Unfortunately there were edge cases around the encodings of spaces, pluses, slashes, etc. where nginx + Cumulus was returning "Access Denied" when trying to GET a file.
Examining the relevant RFC's (http://tools.ietf.org/html/rfc3986#section-2.1), PHP (http://php.net/manual/en/function.rawurlencode.php) and Python (http://docs.python.org/2/library/urllib.html) references, and examining the logs, I could see the files were PUT correctly, s3cmd could retrieve the binary objects (files) from Cumulus fine... but the logs were showing a change in the URL's.
Increasing the debugging in nginx, digging into the Cumulus source code and nginx AWS Authentication Module (and adding more logging statements in Python and C respectively), I realized there was a mismatch in the REST URL signature process.
Since Cumulus was using the open source Python Boto library which is actually supported by Amazon (the de facto rulers of the S3 "standard"), I decided that their signing process was authoritative.
A lot of digging into nginx configs and source, along with learning a bit about nginx module development and hacking the source of the ngx_aws_auth module, I finally came up with a matching signature process, (success!)

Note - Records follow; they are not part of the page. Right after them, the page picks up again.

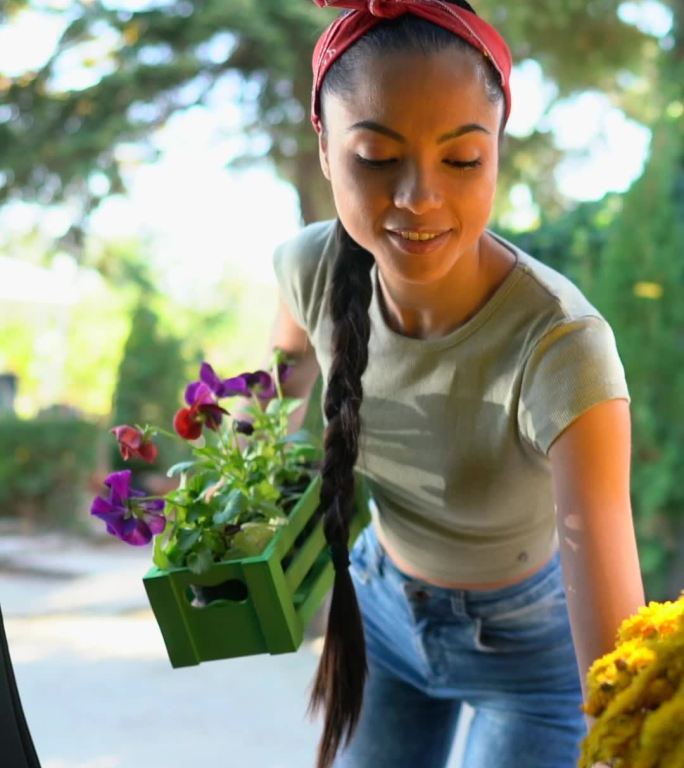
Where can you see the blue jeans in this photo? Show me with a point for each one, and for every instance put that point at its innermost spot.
(507, 652)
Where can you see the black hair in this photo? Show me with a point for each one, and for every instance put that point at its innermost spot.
(339, 682)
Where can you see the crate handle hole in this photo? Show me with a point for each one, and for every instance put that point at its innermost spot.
(232, 590)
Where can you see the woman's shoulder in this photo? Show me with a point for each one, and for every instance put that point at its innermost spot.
(546, 289)
(309, 245)
(302, 265)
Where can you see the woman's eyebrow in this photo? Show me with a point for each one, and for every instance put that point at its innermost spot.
(371, 125)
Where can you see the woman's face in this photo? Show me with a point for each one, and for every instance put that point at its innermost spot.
(412, 156)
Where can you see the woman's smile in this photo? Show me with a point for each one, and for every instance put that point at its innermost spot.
(418, 242)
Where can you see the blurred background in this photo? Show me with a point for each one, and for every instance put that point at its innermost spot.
(152, 155)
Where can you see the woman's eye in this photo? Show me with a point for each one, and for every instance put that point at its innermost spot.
(374, 163)
(464, 163)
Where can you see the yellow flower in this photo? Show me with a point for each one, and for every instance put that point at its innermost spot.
(636, 693)
(646, 290)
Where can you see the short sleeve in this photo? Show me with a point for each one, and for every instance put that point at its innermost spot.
(573, 367)
(301, 265)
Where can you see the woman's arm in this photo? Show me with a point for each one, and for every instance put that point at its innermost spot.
(294, 341)
(590, 463)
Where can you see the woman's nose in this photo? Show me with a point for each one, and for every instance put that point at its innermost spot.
(417, 190)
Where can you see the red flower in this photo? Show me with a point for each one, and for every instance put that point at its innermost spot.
(204, 409)
(132, 443)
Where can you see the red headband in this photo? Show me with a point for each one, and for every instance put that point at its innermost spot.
(365, 14)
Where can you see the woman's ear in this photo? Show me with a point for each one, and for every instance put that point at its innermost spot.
(323, 154)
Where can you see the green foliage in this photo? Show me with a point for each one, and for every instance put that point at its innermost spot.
(639, 286)
(151, 379)
(235, 492)
(56, 139)
(45, 465)
(573, 242)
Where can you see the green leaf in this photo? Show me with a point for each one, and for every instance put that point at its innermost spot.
(236, 502)
(187, 538)
(182, 466)
(290, 404)
(200, 561)
(301, 436)
(253, 538)
(159, 557)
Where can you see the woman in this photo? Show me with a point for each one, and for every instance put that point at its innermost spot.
(492, 426)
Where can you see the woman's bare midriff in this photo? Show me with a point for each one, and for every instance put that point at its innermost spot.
(407, 569)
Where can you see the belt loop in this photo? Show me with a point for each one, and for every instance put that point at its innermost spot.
(458, 602)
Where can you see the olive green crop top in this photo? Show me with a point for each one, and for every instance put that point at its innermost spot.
(456, 430)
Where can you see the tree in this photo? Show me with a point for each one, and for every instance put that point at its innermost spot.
(150, 384)
(166, 58)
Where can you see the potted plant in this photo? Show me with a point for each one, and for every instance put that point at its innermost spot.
(636, 693)
(240, 561)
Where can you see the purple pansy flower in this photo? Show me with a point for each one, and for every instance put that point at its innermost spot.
(259, 383)
(127, 517)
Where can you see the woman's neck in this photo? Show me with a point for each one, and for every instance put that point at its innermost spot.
(435, 310)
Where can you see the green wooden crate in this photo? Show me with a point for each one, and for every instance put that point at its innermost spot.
(273, 595)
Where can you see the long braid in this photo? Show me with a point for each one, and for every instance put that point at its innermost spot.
(339, 681)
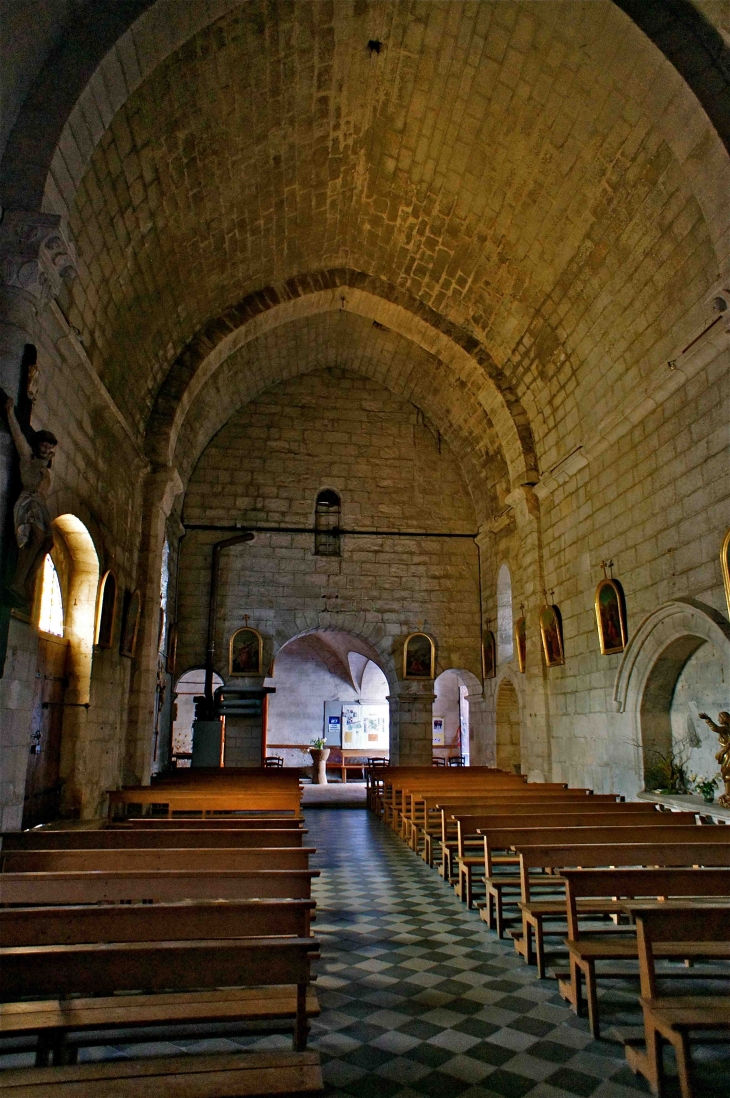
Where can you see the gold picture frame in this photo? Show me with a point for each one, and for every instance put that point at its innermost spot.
(725, 561)
(489, 654)
(245, 652)
(418, 657)
(551, 632)
(520, 642)
(610, 617)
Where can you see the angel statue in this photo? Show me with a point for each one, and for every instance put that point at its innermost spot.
(31, 518)
(721, 729)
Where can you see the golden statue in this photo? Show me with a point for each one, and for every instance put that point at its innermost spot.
(722, 729)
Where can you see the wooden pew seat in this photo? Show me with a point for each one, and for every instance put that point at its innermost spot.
(697, 933)
(220, 1076)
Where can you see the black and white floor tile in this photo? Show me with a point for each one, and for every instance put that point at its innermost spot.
(419, 999)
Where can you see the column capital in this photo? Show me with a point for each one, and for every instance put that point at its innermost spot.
(36, 255)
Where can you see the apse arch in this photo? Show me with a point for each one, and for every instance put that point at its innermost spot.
(363, 295)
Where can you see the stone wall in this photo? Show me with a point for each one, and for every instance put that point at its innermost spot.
(339, 430)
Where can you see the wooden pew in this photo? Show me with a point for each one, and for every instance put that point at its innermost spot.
(609, 827)
(584, 887)
(712, 851)
(139, 839)
(155, 860)
(694, 933)
(152, 886)
(199, 1076)
(183, 966)
(228, 822)
(441, 817)
(63, 927)
(483, 804)
(414, 810)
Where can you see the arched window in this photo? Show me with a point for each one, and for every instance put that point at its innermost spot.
(326, 525)
(51, 618)
(107, 611)
(505, 639)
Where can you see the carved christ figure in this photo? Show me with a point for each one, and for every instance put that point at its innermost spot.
(31, 518)
(721, 729)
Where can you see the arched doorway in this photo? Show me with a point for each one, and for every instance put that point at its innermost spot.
(66, 614)
(508, 750)
(328, 683)
(675, 665)
(451, 716)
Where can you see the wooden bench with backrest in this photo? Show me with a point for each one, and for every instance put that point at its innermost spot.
(712, 851)
(239, 822)
(52, 1020)
(395, 777)
(150, 839)
(155, 859)
(414, 800)
(694, 933)
(442, 827)
(530, 795)
(614, 886)
(448, 783)
(176, 967)
(150, 886)
(501, 883)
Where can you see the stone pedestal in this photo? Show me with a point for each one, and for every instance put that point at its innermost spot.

ngx_aws_auth/ngx_http_aws_auth.c
/* uses the source and length to copy the uri, does not escape characters
(the argument signature is compatible with ngx_escape_uri)
*/
uintptr_t ngx_uri_extractor(u_char *dst, u_char *src, size_t size, ngx_uint_t type)
{
while (size) {
*dst++ = *src++;
size--;
}
return (uintptr_t) dst;
}
/* customized to calculate the signature using the non escaped URI, compatible with cumulus boto
*/
static ngx_int_t
ngx_http_aws_auth_variable_s3(ngx_http_request_t *r, ngx_http_variable_value_t *v, uintptr_t data)
{
ngx_http_aws_auth_conf_t *aws_conf;
unsigned int md_len;
unsigned char md[EVP_MAX_MD_SIZE];
aws_conf = ngx_http_get_module_loc_conf(r, ngx_http_aws_auth_module);
/*
* This Block of code added to deal with paths that are not on the root -
* that is, via proxy_pass that are being redirected and the base part of
* the proxy url needs to be taken off the beginning of the URI in order
* to sign it correctly.
*/
u_char *uri = ngx_palloc(r->pool, r->uri.len + 200); // allow room for escaping
/*
u_char *uri_end = (u_char*) ngx_escape_uri(uri,r->uri.data, r->uri.len, NGX_ESCAPE_URI);
*/
u_char *uri_end = (u_char*) ngx_uri_extractor(uri,r->unparsed_uri.data, r->unparsed_uri.len, NGX_ESCAPE_URI);
*uri_end = '\0'; // null terminate
...
}